Titanic Dry Dock


Take a walk along the birth place of the RMS Titanic. The Thompson Dry Dock, or Thompson Graving Dock, is located in Belfast, Northern Ireland. Built in 1904, the then biggest in the world dock is best known for having accommodated the RMS Titanic during her fitting-out. The dock is 415 feet long, 46 feet wide and 21 feet deep. The Dry Dock is located on Queen’s Island, an area of land at the entrance of Belfast Lough which was reclaimed from the water in the mid-19th century. It was used for many years by the shipbuilders Harland and Wolff, who built huge slipways and graving docks to accommodate the simultaneous construction of the Olympic and Titanic.

At the Dry-Dock where she was finished, Titanic spent her final days in Belfast. Here, at this very place, workers put the final touches on the most luxurious liner ever built. And it was here that engineering brilliance reached new heights as great minds applied themselves to the gargantuan task of building such a grand vessel.

Titanic’s Dry-Dock was the largest dry dock ever constructed, and it represented the pinnacle of Edwardian engineering.
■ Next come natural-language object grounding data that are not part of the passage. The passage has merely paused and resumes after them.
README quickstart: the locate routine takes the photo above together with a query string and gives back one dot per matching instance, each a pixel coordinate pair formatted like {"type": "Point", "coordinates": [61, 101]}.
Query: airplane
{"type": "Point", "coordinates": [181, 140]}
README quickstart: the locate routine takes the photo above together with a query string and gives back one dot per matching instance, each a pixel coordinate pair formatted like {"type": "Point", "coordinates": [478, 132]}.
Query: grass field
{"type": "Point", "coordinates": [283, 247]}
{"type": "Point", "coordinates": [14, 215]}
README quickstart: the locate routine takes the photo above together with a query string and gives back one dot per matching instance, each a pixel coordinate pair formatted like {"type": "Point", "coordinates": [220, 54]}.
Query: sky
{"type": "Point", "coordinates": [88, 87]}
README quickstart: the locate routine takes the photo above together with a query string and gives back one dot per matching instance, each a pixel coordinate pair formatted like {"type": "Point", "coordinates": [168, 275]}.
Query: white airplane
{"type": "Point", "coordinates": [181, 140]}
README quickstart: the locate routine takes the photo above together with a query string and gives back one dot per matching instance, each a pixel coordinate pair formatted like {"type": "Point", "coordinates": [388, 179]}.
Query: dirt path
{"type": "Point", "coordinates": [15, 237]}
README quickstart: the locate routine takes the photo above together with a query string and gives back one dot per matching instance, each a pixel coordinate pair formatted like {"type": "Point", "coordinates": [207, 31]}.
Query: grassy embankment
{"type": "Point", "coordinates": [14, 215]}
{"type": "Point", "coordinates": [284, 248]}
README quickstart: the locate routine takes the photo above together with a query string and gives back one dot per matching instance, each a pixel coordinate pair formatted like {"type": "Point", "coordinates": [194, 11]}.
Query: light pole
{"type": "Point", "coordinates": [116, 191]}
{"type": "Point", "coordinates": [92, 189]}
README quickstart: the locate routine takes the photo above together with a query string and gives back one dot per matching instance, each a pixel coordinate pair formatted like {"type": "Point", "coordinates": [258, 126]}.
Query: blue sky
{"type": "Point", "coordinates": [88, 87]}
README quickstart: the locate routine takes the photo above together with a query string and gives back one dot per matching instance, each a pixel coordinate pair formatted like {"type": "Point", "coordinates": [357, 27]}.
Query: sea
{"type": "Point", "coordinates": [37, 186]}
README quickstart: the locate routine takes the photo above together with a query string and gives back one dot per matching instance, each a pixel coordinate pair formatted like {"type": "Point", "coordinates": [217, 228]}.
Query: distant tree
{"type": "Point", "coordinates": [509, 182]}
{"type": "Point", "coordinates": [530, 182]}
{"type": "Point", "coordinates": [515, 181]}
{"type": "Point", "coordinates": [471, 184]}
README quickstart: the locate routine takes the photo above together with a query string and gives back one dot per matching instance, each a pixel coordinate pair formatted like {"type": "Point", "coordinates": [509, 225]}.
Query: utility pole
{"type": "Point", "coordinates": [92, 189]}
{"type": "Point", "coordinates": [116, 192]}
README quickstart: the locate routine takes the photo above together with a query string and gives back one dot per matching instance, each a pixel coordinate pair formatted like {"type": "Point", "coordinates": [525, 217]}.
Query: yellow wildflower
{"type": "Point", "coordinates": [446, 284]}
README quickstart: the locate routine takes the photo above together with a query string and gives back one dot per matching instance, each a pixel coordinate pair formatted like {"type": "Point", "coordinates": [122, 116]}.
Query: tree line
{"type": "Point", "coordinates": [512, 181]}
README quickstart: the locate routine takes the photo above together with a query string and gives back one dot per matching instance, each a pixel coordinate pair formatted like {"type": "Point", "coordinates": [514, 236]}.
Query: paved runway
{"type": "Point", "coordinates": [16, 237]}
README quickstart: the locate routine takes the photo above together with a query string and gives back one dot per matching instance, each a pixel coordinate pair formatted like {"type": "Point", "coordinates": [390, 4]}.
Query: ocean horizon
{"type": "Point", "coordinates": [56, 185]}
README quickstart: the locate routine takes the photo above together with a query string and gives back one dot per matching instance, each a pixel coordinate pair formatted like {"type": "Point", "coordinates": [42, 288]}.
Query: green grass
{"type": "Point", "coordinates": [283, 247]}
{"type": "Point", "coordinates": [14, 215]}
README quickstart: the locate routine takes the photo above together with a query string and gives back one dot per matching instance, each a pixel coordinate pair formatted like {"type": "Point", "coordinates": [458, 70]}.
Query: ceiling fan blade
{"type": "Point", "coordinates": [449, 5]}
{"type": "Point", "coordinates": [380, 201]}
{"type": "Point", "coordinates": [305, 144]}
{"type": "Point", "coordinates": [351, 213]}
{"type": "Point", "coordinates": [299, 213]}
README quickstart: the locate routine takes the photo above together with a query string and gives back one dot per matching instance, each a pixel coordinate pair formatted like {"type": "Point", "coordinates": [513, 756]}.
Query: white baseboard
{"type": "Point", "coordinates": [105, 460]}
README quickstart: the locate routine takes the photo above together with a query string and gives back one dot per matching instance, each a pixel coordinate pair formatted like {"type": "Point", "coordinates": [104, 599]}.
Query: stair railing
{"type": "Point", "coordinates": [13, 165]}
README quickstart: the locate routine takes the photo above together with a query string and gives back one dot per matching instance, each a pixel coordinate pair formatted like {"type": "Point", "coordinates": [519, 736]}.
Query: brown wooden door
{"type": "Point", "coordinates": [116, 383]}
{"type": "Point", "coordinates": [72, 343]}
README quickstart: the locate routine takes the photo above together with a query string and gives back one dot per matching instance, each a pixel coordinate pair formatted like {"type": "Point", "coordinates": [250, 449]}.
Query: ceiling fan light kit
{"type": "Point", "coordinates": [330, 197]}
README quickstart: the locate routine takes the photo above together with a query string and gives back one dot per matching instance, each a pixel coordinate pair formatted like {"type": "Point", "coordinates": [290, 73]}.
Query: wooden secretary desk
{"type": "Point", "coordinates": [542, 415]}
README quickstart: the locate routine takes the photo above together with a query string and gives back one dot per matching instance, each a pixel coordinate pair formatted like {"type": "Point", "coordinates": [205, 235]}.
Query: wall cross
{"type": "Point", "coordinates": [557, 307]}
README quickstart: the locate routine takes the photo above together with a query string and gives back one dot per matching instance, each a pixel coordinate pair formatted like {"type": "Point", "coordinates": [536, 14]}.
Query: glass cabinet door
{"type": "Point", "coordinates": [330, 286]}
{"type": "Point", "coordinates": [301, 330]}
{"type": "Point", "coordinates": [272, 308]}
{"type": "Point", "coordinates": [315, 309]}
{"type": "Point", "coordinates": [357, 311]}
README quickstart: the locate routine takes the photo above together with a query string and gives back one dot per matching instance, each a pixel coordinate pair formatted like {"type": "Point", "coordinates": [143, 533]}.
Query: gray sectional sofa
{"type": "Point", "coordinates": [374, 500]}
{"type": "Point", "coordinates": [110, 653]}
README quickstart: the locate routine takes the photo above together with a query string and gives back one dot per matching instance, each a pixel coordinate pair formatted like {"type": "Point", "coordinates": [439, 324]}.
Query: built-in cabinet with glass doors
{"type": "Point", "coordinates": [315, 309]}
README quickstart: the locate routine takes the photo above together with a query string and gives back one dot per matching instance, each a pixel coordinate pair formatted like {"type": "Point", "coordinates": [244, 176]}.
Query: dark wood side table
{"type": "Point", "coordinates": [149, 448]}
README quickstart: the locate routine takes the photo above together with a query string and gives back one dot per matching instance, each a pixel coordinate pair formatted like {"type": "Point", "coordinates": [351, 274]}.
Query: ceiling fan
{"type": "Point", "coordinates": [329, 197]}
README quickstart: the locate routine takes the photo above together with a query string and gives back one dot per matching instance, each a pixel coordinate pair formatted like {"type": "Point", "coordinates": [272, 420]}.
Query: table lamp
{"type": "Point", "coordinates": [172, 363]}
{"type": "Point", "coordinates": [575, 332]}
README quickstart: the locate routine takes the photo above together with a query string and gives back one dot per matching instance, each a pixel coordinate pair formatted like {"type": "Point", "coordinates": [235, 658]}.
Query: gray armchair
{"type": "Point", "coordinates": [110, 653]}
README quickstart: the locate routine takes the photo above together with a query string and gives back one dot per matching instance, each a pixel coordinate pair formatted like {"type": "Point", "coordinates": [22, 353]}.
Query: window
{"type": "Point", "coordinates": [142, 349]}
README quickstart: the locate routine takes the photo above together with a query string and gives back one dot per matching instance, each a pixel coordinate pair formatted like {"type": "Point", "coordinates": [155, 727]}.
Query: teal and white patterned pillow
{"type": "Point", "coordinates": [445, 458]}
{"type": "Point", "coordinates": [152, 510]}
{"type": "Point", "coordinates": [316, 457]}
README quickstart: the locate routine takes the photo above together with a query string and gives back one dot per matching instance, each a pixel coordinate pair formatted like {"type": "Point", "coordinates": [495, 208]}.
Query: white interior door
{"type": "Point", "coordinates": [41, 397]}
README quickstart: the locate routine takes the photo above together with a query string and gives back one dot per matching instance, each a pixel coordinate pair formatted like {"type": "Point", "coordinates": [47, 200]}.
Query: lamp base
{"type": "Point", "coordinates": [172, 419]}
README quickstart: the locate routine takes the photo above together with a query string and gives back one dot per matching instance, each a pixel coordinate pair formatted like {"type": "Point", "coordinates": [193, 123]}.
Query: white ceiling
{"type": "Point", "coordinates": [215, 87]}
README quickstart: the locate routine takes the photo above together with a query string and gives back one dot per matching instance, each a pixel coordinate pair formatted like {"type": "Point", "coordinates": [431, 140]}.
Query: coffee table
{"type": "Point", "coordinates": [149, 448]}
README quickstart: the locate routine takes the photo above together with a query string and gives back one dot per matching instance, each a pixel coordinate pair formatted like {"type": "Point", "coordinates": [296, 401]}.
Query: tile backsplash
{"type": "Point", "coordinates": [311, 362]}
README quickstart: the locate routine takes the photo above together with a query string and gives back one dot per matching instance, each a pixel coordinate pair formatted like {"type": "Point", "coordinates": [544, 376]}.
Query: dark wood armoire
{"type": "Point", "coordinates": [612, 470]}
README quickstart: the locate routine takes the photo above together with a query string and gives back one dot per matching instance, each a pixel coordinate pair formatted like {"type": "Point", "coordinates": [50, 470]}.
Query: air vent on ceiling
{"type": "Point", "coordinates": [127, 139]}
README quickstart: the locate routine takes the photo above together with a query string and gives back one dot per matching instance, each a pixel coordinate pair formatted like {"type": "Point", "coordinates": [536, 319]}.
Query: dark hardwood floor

Because it is still in near-perfect original condition, you have a unique opportunity to see Titanic’s birthplace just as it was when she was here, to see just what her builders would have seen as they stood here. From Titanic’s physical footprint in history, the huge Thompson Dry Dock to the stunning Pump-house with the original engineering works that operated the dock, everything here is almost exactly as it was when Titanic glided in to the dock almost a century ago.

Our expert guides will lead you back through history, to the days in 1912 when Titanic made her way majestically in to this dock for her final fittings. Through original photographs and the latest audio-visual technology, you will be taken on a journey through time to experience this place when Titanic was here, to witness the incredible technological achievement that came to life here at the dry dock. In the pump-house, you can see the original, massive machines that worked the mighty dry-dock as well as the tools used by the workers here to bring the world’s largest ships to life.